How your tech organization can benefit from CI/CD Events
Successful monitoring (and by association incident management) is all about context and communication. By helping teams to quickly establish if a deployment has impacted their service’s performance, or another service’s performance, your software teams can decrease Mean Time To Detect (MTTD) and Mean Time To Recovery (MTTR).
- IT Operations / Support Analysts: As a member (or Head) of the IT Operations team, you want up to date build information on important services, to quickly notify Software teams if recent deployments are causing or related to a service interruption.
- DevOps / SRE: As a member (or Head) of a DevOps or SRE team, you need to ensure services are healthy, and if not, quickly track down the cause. The ability to provide stakeholders with visibility into issues caused by deployment of applications and infrastructure will help them improve their software development and deployment practices.
- Software Developers: As a member (or Head) of a Software Development team, you want to know if a recent deployment of your own software or upstream services is causing an issue, before customers are impacted and without jumping between different tools and UIs.
The ultimate goal is to ensure less jumping between multiple tools, gaining increased context in a single UI.
How to use the Splunk Observability Alert Gate integration for this use case
There is great value in creating alerts and/or events related to software deployments. Knowing when your service or upstream services have been deployed is a vital signal for Development, SRE, CI/CD, and DevOps teams. But the next logical step is to be proactive and start gating your releases based on Splunk Observability Cloud Alerts.
The example Alert below has three steps. First it sends an event to Splunk Observability Cloud on pipeline start so that deployment is marked in Observability, then checks the service’s alert to make sure it isn’t firing, and finally checks the upstream service’s alert to make sure it isn’t firing either, before finally moving through the rest of the release process.
Gating releases based on alerting for your own services is a natural place for teams to start. But, this may be counterproductive during incidents involving your service. The last thing you need during a stressful incident is something preventing you from deploying a fix. In these cases, gates in Azure DevOps pipelines can be easily ignored with a single click in the interface.
More useful in most cases is gating your deployment or release based on the health of upstream services that influence the health of your own software. Here is a list of examples that may make your release gating practices more effective:
- If your company’s edge router is having issues, you’re going to have a hard time determining that a given deployment is healthy or not. Consider holding off on deploying until those issues and associated alerts have settled down and consumer responses are flowing again.
- If you depend on another team’s service for correct and timely responses you may consider a release gate based on the health of their service. The last thing you want to do is to compound an incident already in progress by deploying more changes into the environment.

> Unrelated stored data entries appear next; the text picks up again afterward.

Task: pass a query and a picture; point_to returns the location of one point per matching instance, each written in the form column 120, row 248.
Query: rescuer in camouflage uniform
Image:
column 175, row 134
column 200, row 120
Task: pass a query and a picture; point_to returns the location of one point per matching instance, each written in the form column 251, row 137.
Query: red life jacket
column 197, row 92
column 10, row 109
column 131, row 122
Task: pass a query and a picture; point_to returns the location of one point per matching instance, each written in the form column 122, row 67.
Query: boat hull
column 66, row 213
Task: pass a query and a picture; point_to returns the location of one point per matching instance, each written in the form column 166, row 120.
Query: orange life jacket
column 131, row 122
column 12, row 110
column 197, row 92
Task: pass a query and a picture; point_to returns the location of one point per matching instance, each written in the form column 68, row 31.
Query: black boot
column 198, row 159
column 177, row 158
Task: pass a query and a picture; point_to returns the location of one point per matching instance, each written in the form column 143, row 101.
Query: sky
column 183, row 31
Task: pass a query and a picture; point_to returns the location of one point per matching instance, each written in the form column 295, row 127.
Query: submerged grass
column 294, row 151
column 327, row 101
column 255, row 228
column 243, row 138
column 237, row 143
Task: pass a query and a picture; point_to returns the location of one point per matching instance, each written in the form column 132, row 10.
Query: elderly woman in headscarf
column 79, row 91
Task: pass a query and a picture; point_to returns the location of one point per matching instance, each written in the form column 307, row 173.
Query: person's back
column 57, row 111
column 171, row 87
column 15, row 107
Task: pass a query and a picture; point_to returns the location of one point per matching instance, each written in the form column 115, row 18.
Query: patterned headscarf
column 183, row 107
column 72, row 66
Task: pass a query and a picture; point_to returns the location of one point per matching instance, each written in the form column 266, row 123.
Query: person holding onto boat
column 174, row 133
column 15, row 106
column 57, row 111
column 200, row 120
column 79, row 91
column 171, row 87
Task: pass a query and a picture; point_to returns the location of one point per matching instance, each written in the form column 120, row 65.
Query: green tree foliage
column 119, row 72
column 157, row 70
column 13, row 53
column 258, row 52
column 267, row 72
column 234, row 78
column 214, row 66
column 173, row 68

- Dependencies in the cloud, fully managed or otherwise, such as DynamoDB or BigQuery can also face outages. Gating on these sorts of things will prevent deploying changes when circumstances outside of your control make establishing the health of a deployment more difficult.
- Alerts based on Splunk APM, Splunk Synthetic Monitoring, or Splunk Real User Monitoring metrics will give you a release gate focused more closely on a specific web property or user experience. For more advanced organizations this can function as a final check directly related to how customers interact with your software.
Release Gates are a prime tool for protecting the integrity of your overall software environment. The ability to prevent further changes during ongoing incidents will help protect the availability KPIs of your service. Proactively preventing errant deployments during times of trouble will also likely make you some friends with your co-workers in incident management!
Events and alerts in Splunk Observability have no specific cost associated with their ingest, storage, or usage. This sort of “free real estate” goes untapped by most organizations but can provide enormous value to software teams, incident management, and CI/CD processes.
Events marking deployments, releases, and even infrastructure changes can provide much needed context to your monitoring.
Alerts, commonly used to indicate service health and notify on-call resources, can spread some of that contextual awareness of your software environment to your deployment pipelines.
But alerts and events don't need to be constrained to internal factors. Alerting and event reporting based on other Splunk Observability products can help provide even more untapped context to your organization.
- Synthetic Testing: “Is the AWS Status page showing US-West-2 is down? When did that start?”
- Real User Monitoring (RUM): “It looks like mobile users are seeing a slow and steady increase of latency in the EU that starts around the time we changed our CDN configuration last Tuesday…”
- APM: “Users started having intermittent issues finishing checkout after last month’s AMI changes.”
By looking outside in addition to inside your environment you can get a more detailed understanding of the impacts of change to SaaS service, vendor’s configurations, or external processes, and how they may impact your software.